I must have been on the naughty list after all. Because Santa didn’t come, and I spent Christmas Day in A&E.
I should have spent Christmas Eve in A&E, but I couldn’t get any triage from the NHS 111 service. I should have had a callback within an hour. 18 hours later, I was still waiting.
I spent an hour on hold on the phone chasing up. I was promised a callback within another hour, and this time I got one. It was determined that an ambulance would be sent within two hours. And it came. And it insisted that we go to hospital. Right now. This minute.
Hospital at this time of year isn’t great for disabled people. I did not want to go in, but there was no choice.
One of the impacts of Covid is that the impacts of viruses are greater due to a lack of exposure to them in the past two years. Everyone thinks Covid is over.
I listened to the service at Canterbury Cathedral on Christmas Day, and there was talk about the joy of coming together ‘post Covid’.
We are not ‘post-Covid’. It is now endemic, not pandemic. It’s just a pipe and slippers virus now, not new, but just as deadly to those of us with compromised immune systems.
The fact it wiped a load of us disabled people out at the beginning does not mean it’s not still doing that on a smaller scale. Our lives are still singular. We are not a lump of statistics to be dismissed. Each of us individuals at risk is still at risk.
Although according to hospital staff, Covid is currently taking second place to that old hot festive chestnut, influenza. Not a cold, or man flu, but proper, you could potentially die from this flu. Flu this year is pretty much off the scale.
This may have accounted for the scene that greeted me upon arrival at the Queen Elizabeth the Queen Mother Hospital in Margate on Christmas Day. A queue curling round inside the door – it would have gone outside if it had not have been so cold.
Five trolleys lined up against a wall, each with somebody in a real state upon them, mainly older people, disabled people, people with little agency, and looking at some of them, possibly little time. Behind these trolleys, more walking wounded.

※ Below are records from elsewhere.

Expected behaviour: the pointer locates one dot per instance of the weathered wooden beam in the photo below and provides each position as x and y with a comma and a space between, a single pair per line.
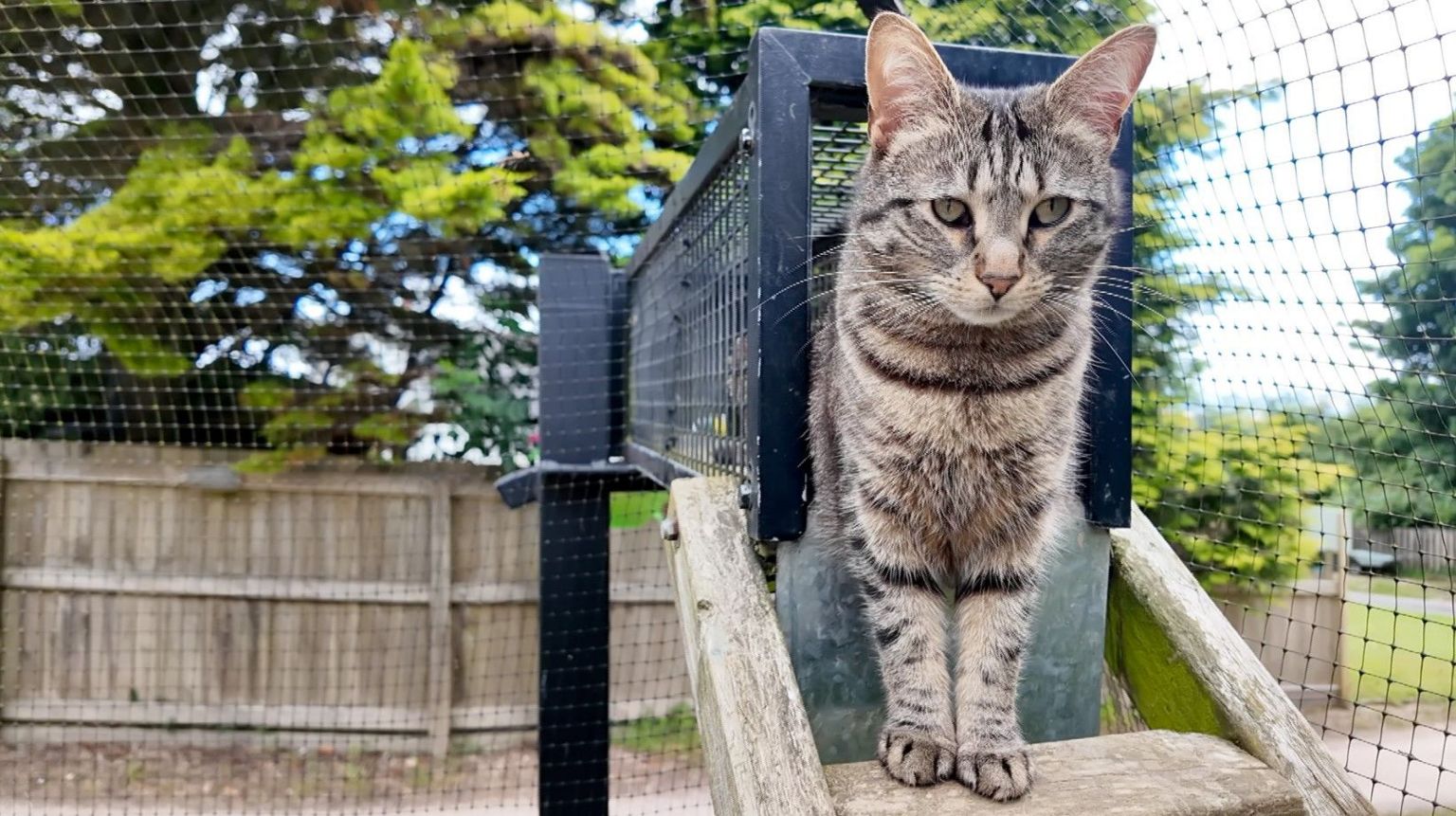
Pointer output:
755, 736
1136, 774
1187, 669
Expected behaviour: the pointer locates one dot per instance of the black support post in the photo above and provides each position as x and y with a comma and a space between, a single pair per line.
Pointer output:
580, 422
575, 513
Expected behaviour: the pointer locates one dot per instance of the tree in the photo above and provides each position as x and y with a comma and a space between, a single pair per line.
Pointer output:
1404, 443
282, 268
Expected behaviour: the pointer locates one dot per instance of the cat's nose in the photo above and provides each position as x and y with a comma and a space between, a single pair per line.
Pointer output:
999, 284
997, 265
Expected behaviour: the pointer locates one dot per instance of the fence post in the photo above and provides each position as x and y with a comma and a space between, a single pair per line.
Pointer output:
3, 623
442, 660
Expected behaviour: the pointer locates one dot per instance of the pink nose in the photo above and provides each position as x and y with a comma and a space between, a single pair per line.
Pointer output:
999, 284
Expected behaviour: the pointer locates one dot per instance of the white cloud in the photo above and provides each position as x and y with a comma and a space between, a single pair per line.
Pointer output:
1301, 198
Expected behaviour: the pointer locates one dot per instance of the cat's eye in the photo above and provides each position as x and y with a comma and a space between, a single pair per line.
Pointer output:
951, 211
1051, 211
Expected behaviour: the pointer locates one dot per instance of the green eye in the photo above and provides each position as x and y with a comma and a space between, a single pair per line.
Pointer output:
1051, 211
951, 211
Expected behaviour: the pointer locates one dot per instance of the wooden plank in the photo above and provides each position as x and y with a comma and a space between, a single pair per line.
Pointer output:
182, 737
442, 661
296, 589
83, 472
1138, 774
201, 587
757, 745
217, 715
1189, 669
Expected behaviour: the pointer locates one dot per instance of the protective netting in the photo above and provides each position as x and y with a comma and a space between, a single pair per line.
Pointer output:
264, 263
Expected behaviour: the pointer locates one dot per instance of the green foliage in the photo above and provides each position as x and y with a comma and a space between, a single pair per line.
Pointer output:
1404, 443
674, 732
295, 250
1230, 492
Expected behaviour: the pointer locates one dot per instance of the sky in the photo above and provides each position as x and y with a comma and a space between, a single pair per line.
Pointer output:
1298, 204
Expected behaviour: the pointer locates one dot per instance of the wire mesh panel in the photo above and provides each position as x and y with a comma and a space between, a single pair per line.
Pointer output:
689, 310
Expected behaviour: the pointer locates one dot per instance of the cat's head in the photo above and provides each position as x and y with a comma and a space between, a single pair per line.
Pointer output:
985, 206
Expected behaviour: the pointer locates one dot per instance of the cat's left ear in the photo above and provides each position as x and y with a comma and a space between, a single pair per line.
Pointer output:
1095, 92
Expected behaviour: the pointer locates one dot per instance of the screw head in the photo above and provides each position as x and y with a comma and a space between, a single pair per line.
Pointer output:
746, 140
746, 495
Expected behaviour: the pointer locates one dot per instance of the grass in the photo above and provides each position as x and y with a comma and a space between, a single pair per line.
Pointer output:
632, 509
1396, 656
673, 732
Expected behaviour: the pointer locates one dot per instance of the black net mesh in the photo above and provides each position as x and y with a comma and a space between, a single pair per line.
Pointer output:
268, 332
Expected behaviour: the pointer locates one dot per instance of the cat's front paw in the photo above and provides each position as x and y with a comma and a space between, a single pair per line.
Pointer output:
1001, 774
916, 758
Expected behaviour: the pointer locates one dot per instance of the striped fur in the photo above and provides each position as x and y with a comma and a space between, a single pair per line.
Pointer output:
945, 418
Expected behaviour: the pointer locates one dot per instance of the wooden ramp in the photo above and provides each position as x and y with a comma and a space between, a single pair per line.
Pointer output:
762, 758
1138, 774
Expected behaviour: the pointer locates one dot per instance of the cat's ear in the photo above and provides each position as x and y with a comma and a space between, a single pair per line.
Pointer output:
1095, 92
904, 76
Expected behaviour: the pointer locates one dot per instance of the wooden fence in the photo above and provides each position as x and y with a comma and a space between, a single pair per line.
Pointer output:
152, 593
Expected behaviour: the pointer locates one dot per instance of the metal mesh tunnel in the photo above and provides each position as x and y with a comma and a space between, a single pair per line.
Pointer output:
276, 316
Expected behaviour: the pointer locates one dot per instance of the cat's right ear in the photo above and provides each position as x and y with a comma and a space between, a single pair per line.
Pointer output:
904, 76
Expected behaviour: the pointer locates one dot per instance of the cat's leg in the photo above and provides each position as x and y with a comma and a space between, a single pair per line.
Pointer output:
993, 608
906, 612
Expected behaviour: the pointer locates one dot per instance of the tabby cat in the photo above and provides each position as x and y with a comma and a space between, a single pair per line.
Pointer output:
948, 375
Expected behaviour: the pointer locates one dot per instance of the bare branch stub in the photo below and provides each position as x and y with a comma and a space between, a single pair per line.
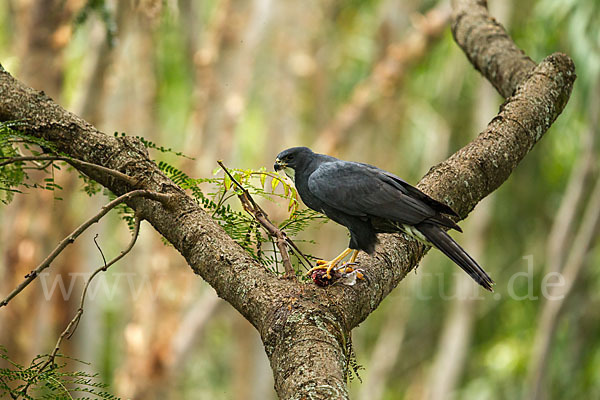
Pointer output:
74, 323
76, 233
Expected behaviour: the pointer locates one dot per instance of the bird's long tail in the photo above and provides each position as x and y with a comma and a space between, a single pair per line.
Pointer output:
440, 239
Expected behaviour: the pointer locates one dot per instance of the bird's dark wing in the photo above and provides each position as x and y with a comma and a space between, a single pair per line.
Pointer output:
412, 191
362, 190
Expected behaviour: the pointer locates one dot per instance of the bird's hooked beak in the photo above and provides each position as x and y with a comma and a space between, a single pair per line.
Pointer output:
279, 165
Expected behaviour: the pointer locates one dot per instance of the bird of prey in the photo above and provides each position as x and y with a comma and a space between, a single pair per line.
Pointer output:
368, 200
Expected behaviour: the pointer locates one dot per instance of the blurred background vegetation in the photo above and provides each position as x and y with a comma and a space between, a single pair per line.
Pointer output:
377, 81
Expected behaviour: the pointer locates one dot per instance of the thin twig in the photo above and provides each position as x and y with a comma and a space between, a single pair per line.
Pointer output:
70, 329
71, 238
76, 163
261, 216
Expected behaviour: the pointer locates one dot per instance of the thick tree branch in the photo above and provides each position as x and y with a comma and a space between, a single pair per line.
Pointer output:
489, 48
72, 161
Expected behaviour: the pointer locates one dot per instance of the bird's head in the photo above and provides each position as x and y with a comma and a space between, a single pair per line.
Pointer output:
291, 159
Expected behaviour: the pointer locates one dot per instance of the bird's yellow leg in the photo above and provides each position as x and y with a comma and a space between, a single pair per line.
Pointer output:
329, 265
352, 261
354, 255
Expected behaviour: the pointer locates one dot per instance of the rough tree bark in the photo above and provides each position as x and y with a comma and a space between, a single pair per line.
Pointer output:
305, 328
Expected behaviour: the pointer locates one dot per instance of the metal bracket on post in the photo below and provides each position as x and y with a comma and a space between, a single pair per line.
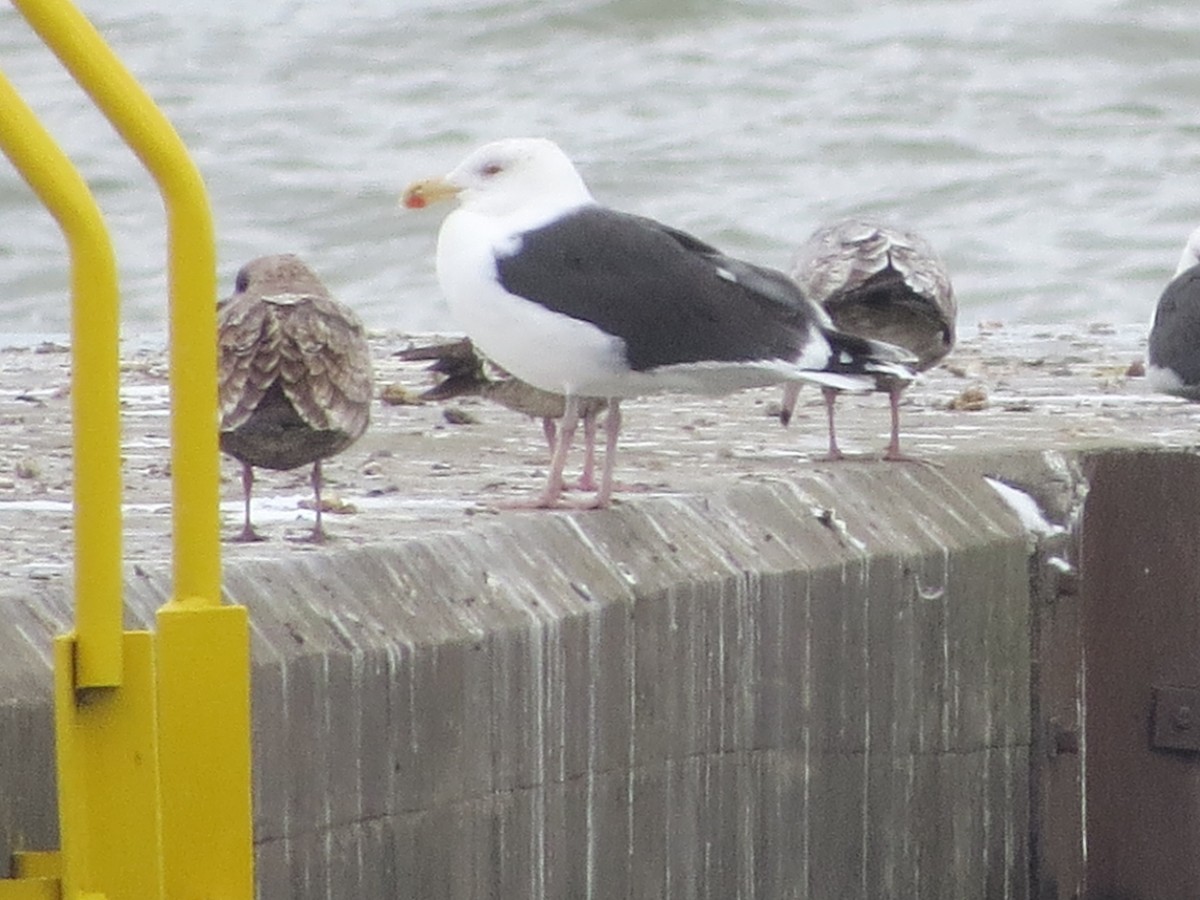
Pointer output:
1175, 719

Nowhere to sit or rest, they stood with glum, exhausted faces, accompanied by stretched paramedics who couldn’t go to their next jobs until they had processed these people with A&E.
They were in for a wait. Bing Crosby sang gently about his dreams this (White) Christmas from somewhere behind a pale blue curtain. Everybody knows - no turkey, no mistletoe here. Nothing is helping make this season, the whole winter of overstretched, underfunded service, bright.
These were not people who had had drunk and debauched festive accidents. These were people who needed normal, day-to-day emergency care. And they were absolutely not going to get it in a hurry, despite the urgent, professional, dignified warmth and care being delivered by every single person I met in scrubs.
Elsewhere in the UK, another friend was spending seven hours in their local A&E, while looking at an almost 12-hour wait to be seen for excruciating organ pain while their Class A pain relief wore off. That is absolutely inexcusable. It’s virtually Budget-sanctioned torture. It’s what they do in black ops war zones. But this is the NHS. In Britain.
Just before we left the house for the hospital, I gave the NHS paramedics a box of Quality Street I had lying about. Their faces changed from harried to softened and bewildered. It was just a spare box of chocolates.
I told them I was giving it to them because the work they did, day in and day out, was valuable, and undervalued, and chocolates were the very least I could do at Christmas.
They told me that it had been a ‘difficult week’ and that being given appreciation was like ‘winning the lottery’. It really isn’t.
It’s a crumb of love. If chocolates are making that big a difference to how someone feels as a vital care worker, we are doing something very wrong as a society.
The journey back was also eye-opening. No longer a clinical priority job, I needed to book return patient transport – this is ambulance transport for disabled people and those with clinical needs, normally outsourced and contracted to non-NHS ambulance crews. The provider in Kent is G4S. These crews work 48-hour shifts, four days on, four days off, week in, week out, for little more than a tenner an hour.
Can you guess how much extra G4S crew get for working Christmas Day? Go on. Time and a half? Only if they are long-term staff still on NHS contracts.
Those signed up wholly to G4S get something in the region of an extra 60p an hour. This means they might just be able to afford a garage vending machine Costa coffee after half a shift for a bit of self-care. 60p an hour more for vital anti-social hours care work. On Christmas Day.
That is not a thank you. That is not an incentive. It’s an insult. I used to get double time for working Bank Holidays in a pub in the 90s. Serving beer to pissheads was more socially valuable a lifetime ago than delivering care with dignity to those most in need is now.
How are we in this situation thirty years later? You can, and they do, get more for working shelf stacking.
Which is why there’s a shortage of workers at the moment in the sector. They are leaving for better pay and conditions. A better sense of worth and value. And why the hell not?
I didn’t see the boys of the old Kent PD choir still singing Galway Bay this Christmas. But the bells were ringing out on Christmas Day. Alarm bells. All over the ambulance service, and all over the hospital. Loudly, but still unheard.